By the Grace of G‑d
19th of Elul, 5745 [Sept. 5, 1985]
Brooklyn, N. Y.


Greeting and Blessing:

This is to acknowledge receipt now of your letter of the 1st of Iyar, in which you write about your desire to learn Torah, though you are not Jewish.

I trust you know that the Torah itself has instructions as to the approach in such a situation. This is that the Torah – and in a broader sense it includes not only the Written Torah, but also the Oral Torah (Talmud, etc.) – contains parts which are in order to be studied by gentiles, namely, those that deal with the so-called Seven Noahite Laws, in all their ramifications and details, which are incumbent upon all human beings, both Jew and gentile. On the other hand, there are other parts of the Torah which are of no relevance to gentiles, and for various reasons, gentiles should not be encouraged to take time out to study them, time that they can use to better and practical advantage by studying, practicing and promoting the said Seven Noahite Laws.

In light of the above, I suggest that you should personally discuss the matter with a competent Orthodox Rabbi, who orally could explain the above more fully, and at the same time provide you with guidance as to how to go about your study of Torah.

I would like to add a further point, which I trust you know, that from the Torah viewpoint, there is no need whatever for a gentile to convert to Judaism, in order to achieve fulfillment in accordance with the design of the Creator.
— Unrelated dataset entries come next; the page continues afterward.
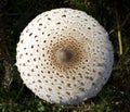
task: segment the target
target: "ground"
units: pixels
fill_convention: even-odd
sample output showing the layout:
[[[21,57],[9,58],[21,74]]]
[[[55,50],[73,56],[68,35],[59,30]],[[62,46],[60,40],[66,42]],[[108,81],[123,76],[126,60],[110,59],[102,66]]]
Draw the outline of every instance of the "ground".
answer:
[[[79,105],[43,102],[26,88],[15,66],[21,32],[36,15],[54,8],[73,8],[92,15],[108,32],[114,46],[115,62],[108,83],[96,97]],[[0,111],[130,112],[129,20],[129,0],[0,0]]]

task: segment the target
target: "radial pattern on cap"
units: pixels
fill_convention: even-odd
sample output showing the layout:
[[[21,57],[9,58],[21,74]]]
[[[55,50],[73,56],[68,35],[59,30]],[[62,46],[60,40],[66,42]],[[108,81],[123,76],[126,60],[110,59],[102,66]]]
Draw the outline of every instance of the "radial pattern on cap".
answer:
[[[16,52],[24,84],[52,103],[74,104],[94,97],[113,66],[106,30],[73,9],[39,14],[21,34]]]

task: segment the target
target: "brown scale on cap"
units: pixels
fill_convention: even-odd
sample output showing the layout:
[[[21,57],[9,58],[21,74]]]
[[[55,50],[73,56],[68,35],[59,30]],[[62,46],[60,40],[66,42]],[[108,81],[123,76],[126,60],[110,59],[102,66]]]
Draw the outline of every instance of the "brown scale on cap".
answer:
[[[107,82],[113,60],[106,30],[73,9],[39,14],[25,27],[16,48],[24,84],[51,103],[76,104],[94,97]]]
[[[64,37],[65,38],[65,37]],[[78,46],[77,46],[78,45]],[[84,55],[81,43],[75,39],[63,39],[50,48],[51,62],[57,70],[68,71],[80,65]]]

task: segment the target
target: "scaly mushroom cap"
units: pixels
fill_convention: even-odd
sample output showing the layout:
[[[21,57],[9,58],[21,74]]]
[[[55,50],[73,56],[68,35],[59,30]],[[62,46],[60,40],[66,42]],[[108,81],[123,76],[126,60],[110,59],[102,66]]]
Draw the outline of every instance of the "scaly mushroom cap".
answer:
[[[16,52],[24,84],[41,99],[63,104],[94,97],[107,82],[114,59],[106,30],[73,9],[34,18],[21,34]]]

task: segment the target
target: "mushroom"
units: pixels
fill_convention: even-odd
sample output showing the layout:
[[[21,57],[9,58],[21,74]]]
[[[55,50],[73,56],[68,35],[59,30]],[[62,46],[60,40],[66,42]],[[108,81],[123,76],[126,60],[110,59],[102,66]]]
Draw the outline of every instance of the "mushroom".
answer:
[[[34,18],[16,48],[24,84],[51,103],[76,104],[98,95],[110,76],[113,60],[103,26],[82,11],[65,8]]]

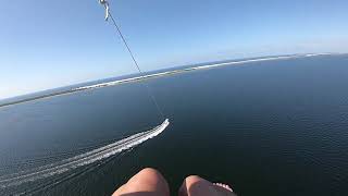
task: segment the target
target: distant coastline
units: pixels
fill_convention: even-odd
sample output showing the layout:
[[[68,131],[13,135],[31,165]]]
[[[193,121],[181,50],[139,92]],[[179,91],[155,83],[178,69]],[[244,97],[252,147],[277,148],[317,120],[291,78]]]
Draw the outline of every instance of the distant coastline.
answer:
[[[90,90],[90,89],[95,89],[95,88],[120,85],[120,84],[130,83],[130,82],[138,82],[138,81],[142,81],[142,79],[149,79],[149,78],[160,77],[160,76],[167,76],[167,75],[190,72],[190,71],[213,69],[213,68],[219,68],[219,66],[247,64],[247,63],[251,63],[251,62],[262,62],[262,61],[287,60],[287,59],[296,59],[296,58],[310,58],[310,57],[318,57],[318,56],[340,56],[340,54],[346,54],[346,53],[285,54],[285,56],[276,56],[276,57],[260,57],[260,58],[250,58],[250,59],[243,59],[243,60],[200,63],[200,64],[196,64],[196,65],[179,66],[179,68],[176,68],[173,70],[158,70],[154,72],[147,72],[142,76],[140,76],[139,74],[138,74],[138,76],[130,75],[129,77],[125,77],[125,78],[122,78],[122,76],[121,76],[121,77],[116,77],[115,81],[111,81],[111,82],[101,82],[101,81],[89,82],[89,83],[84,83],[84,84],[79,84],[79,85],[73,85],[73,86],[65,87],[65,88],[64,87],[58,88],[57,90],[45,90],[45,91],[40,91],[40,93],[36,93],[36,94],[30,94],[27,96],[8,98],[8,99],[0,101],[0,107],[7,107],[7,106],[12,106],[12,105],[17,105],[17,103],[22,103],[22,102],[28,102],[28,101],[34,101],[34,100],[50,98],[50,97],[55,97],[55,96],[62,96],[62,95],[73,94],[73,93],[82,91],[82,90]],[[95,83],[95,84],[91,84],[91,83]],[[88,84],[90,84],[90,85],[88,85]]]

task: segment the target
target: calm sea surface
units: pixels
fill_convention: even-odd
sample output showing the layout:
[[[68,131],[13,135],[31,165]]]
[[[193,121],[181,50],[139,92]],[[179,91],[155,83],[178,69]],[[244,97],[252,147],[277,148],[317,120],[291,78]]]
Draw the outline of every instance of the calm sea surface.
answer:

On the contrary, Jews are required to discourage a would-be convert from the idea of conversion, which could also be further explained to you by the Rabbi you will consult with.

I take this opportunity – inasmuch as Rosh Hashono, the Jewish New Year, is a day of Divine judgment pertaining to all peoples and nations – to extend to you prayerful wishes for success in the new year.

With blessing,

M. Schneerson

P.S. Because of your obvious concern with the matter, this letter is sent to you via special delivery.